Below are the snapshots of intensity of ERS and S1, both in dB with a same min/max scale. Although of course they are taken at different time, yet the sea surface is much noisy in ERS image.

I think this entirely depends on the smoothness of the water surface at the time of image acquisition.
Additionally, the contrast between land and water is reduced in the log scale (dB) and maybe higher in the linear scale.

Initially I also consider it might be a unique case, but after checking I found that all available scenes of ERS are much noisier than Sentinel-1…
Regarding the linear scale, would you recommend gamma0 or beta0, or it doesn’t matter for the water surface?

for water areas, the calibration level does not really make a difference (except for very large ocean areas where Simga0 reduces the effect of the incidence angle compared to Beta0).

Conversion to dB needs to be the last step, otherwise the output will be biased.

Hi mengdahl, you mean converting to dB should be processed after terrain correction? Yet I wonder the geocoding would significantly distort the image details? Also, then in which condition should I select the “to dB” option in Calibration?
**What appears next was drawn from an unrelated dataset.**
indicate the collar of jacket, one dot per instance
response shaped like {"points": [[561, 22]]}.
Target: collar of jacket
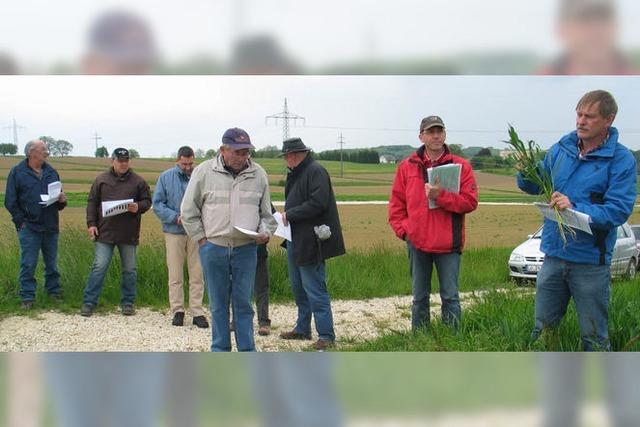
{"points": [[45, 167], [418, 156], [218, 165], [122, 177], [181, 173], [569, 143], [303, 164]]}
Yes, conversion to dB should always be the last step, so if calibration is your last step, you can choose dB. The reason is that interpolation, calculating the mean etc. should always take place in the linear scale. If you want to obtain the correct mean backscatter of a ROI in dB, you need to calculate the mean in linear scale and then convert the result to dB, otherwise you obtain a biased value.

Terrain correction moves the pixels around to correct geographical coordinates and unless you choose “nearest neghbour”, interpolation of pixel values will take place. If you terrain correct an image that is already in dB the interpolated pixel values will be biased. So always convert to dB at the very end.

Understood! Thank you for the detailed explanation!